Every year, for ten days in August, Lagoa welcomes the Fatacil fair.

Essentially a country fair, the event has grown over the years since first beginning in 1982 and is now one of the largest events in the region, with thousands of visitors flocking to the Fatacil ground.

This is an event that attracts many Portuguese visitors from outside the Algarve as well as locals and foreign tourists looking to soak up the atmosphere.

The site of the Fatacil is easy to find, located on the Carvoeiro side of the EN125 with official parking available in the waste land (where the circus pitches up). Parking is probably the biggest pitfall with the fair as the official parking areas, which is paid for, often fills up quickly leaving people having to trawl around the streets of Lagoa looking for a space.

To avoid parking problems then arrive before 7pm, you will also avoid having to queue too long for tickets if you get there earlier.

An entry fee is payable at the gate (usually around €5) but you can get in for free if you a blood donor in Portugal.

So what can you expect from the Fatacil once you have managed to get in?

This is a country fair so we have the obligatory heavy farm machinery on display around the back while there are also examples of livestock including a few sheep, cows, pigs and horses.

A special area is set up each year with seating and a show ring for horse shows that take place every night. This area is located next to the livestock.

If animals are not really your thing and you would rather sample some local tipples then the Fatacil now hosts a wine fair. This is a relatively new addition to the fair and celebrates the fact that local Algarve wines are now being recognised for their quality.

In the wine area you can sample different wines and buy up some discount boxes while seeing who the winners of the main awards have been.

Many other types of liqueurs are available to buy from the fair and this is a great place to pick up some Medronho or other local liqueurs (great presents for christmas and birthdays).

On the food front there are plenty of choices from local cakes and sweets, to that octopus that you can smell burning, I mean cooking, from half a mile away. There are all the usual carnival type foods with bifanas, pão com chouriço and faturas but a personal favourite has to be the enormous smelly cheese and presunto sandwiches that are made to order and are truly amazing.

The main fair has hundreds of stalls selling everything from hot tubs to homemade bead bracelets.

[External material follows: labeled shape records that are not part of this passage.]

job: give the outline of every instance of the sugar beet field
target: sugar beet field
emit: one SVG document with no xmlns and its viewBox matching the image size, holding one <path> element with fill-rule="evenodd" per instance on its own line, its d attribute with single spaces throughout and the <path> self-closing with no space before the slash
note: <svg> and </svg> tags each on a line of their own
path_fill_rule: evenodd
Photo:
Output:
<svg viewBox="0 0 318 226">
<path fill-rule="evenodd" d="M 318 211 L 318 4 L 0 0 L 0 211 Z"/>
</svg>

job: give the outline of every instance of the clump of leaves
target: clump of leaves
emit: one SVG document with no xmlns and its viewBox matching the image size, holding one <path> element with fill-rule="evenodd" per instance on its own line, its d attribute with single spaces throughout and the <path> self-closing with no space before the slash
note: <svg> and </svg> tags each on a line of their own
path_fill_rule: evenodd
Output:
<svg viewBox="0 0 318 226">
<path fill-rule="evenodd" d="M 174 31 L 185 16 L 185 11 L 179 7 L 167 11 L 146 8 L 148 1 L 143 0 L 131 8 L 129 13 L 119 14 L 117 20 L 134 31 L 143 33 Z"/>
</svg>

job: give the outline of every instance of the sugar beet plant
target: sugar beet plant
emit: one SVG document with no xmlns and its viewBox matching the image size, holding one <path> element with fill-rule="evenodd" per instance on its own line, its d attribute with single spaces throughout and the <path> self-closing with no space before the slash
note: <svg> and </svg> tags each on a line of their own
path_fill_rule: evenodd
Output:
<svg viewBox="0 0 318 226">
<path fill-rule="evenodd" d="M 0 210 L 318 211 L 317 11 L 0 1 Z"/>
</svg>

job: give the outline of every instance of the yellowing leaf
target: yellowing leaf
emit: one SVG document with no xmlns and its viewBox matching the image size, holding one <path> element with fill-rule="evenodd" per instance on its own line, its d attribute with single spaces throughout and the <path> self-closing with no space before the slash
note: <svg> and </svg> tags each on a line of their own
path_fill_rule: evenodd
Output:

Traditional arts and crafts are represented well with stalls selling lace, wooden objects and homemade tools dotted around but be careful not to go expecting a great bargain as many of the items are expensive due to them being hand crafted.

Leather jackets, riding crops, air conditioning systems, cleaning products, personalised pottery, books and toys there is something for everyone and when you ave finished shopping until you drop then it is time to head off to the music area to watch one of the daily concerts.

In the past the Fatacil has welcomed some of the biggest names in Portugal but recently the acts haven't been quite as impressive, however there is usually one night that will appeal as the organisers tend to pick acts of different genres.

Fatacil, although not as busy as it may have been in the past, is still hugely popular and can get very crowded especially when one of the bigger acts are playing later that night so go early if you want to be able to get around easily.

Fatacil update 2013

The Fatacil will run from August 16 until August 25, tickets cost €5 per person and a family ticket for 4 people costs €15.